High doses of progestogens may effect hemostasis, which has been noted after use of emergency contraception and in connection with treatment of dysfunctional bleeding.4,12,13,27,28 In line with what has previously been reported, we found an increased risk for venous thromboembolism in association with use of “high-dose” progestogen-only contraception (depot injectables).29 Despite limited knowledge, progestogen-only contraception is recommended as contraception in women with mild thrombophilia.13,30 We found that women who were users of progestogen-only contraception and carriers of factor V Leiden had a fivefold increased risk of venous thromboembolism when compared with noncarriers and not using progestogen-only contraception. The increased risk was confined to users of injectables.

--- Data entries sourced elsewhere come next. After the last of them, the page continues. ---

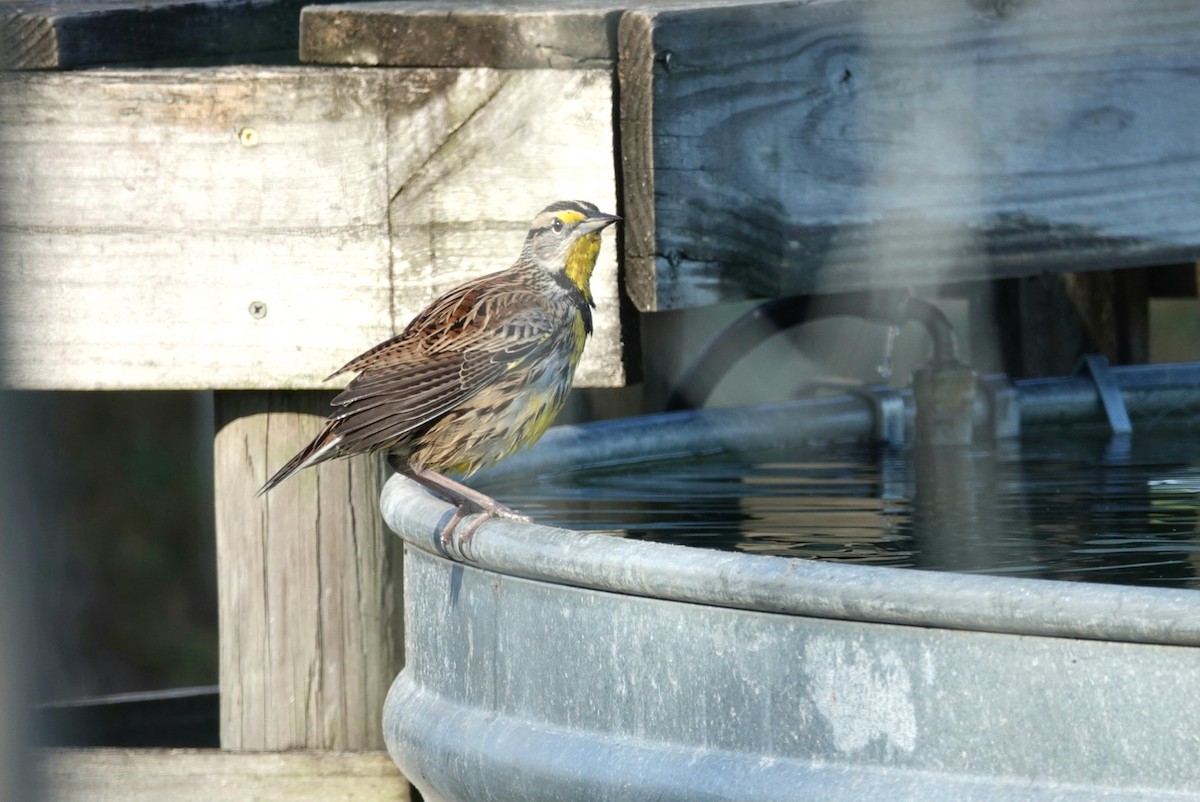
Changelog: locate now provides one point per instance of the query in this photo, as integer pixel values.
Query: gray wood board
(219, 776)
(309, 584)
(502, 34)
(461, 34)
(63, 35)
(249, 228)
(855, 144)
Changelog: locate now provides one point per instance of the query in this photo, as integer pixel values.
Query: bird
(480, 373)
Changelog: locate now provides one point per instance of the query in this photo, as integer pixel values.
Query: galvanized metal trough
(550, 664)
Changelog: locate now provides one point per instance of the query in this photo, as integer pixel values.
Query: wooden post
(310, 584)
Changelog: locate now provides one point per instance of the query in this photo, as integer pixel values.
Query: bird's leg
(462, 497)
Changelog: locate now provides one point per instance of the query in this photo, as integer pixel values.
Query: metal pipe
(724, 351)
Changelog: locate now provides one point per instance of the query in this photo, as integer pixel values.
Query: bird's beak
(597, 221)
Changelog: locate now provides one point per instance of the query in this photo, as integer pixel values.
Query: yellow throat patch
(581, 261)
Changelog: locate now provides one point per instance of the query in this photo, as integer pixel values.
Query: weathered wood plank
(309, 584)
(71, 34)
(867, 143)
(211, 776)
(571, 34)
(247, 227)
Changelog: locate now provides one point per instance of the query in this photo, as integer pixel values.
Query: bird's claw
(486, 512)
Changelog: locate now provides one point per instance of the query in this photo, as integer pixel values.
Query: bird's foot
(487, 509)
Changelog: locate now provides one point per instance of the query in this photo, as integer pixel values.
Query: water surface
(1084, 508)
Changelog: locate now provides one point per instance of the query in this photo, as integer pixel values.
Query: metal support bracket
(1097, 367)
(1003, 420)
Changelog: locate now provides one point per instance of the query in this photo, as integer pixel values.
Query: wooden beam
(213, 776)
(309, 584)
(71, 34)
(407, 34)
(244, 227)
(871, 143)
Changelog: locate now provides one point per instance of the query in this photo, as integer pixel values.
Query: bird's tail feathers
(318, 450)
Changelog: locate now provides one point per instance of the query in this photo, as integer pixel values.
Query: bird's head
(564, 240)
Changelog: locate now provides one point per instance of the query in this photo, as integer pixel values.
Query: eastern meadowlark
(478, 375)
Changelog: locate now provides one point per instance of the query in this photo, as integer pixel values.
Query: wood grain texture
(869, 143)
(571, 34)
(71, 34)
(240, 228)
(311, 611)
(211, 776)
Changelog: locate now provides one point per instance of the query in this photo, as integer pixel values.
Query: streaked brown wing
(460, 345)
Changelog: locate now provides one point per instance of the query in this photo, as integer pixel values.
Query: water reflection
(1075, 508)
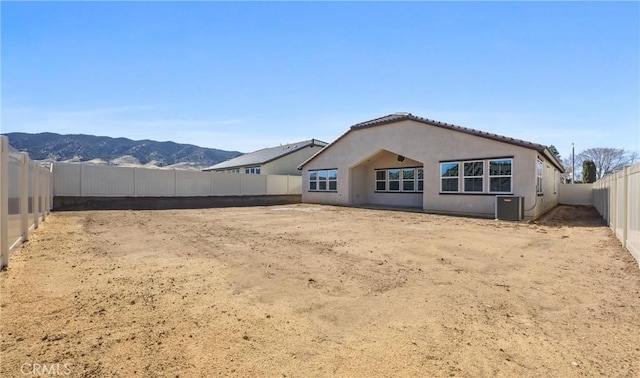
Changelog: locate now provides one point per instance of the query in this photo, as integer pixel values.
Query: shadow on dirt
(572, 216)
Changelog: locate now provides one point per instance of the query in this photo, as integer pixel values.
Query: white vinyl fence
(83, 180)
(25, 197)
(576, 194)
(617, 198)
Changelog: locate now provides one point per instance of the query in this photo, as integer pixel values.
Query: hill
(116, 151)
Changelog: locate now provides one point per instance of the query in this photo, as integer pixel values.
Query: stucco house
(402, 160)
(280, 160)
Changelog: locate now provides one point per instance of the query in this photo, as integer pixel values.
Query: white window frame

Major strengths of this study include the population-based design and the possibility to adjust for acquired risk factors and to assess several potential thrombophilic genotypes. Potential limitations are the retrospective assessment of exposure and the limited sample size, leading to imprecise risk estimates in some analyses. Furthermore, women in the control group were randomly selected from the general population, which should preclude selection bias among the women in the control group.6 However, we could ascertain length of use only in those reporting current use of combined hormonal contraception; consequently, earlier use in some women was not accounted for. Furthermore, because all first-time-ever users during the index period were in the case group, risk estimates for being a first-time-ever user could not be calculated. In combined hormonal contraception, risk of venous thromboembolism depends on dose of the estrogen but as a result of fixed doses of 30–40 micrograms ethinyl estradiol in all combined hormonal contraceptions used, we could not assess this effect.4,31,32

The results from our study support the differential risks of venous thromboembolism by type of progestogen for women using combined hormonal contraceptions. Carriers of factor V Leiden and the prothrombin gene mutation should be prescribed combined hormonal contraceptions with caution and low- and medium-dose progestogen-only contraceptions seem to be the least thrombogenic alternative. Accordingly, identification of carriers before the decision on choice of hormonal contraception should be useful.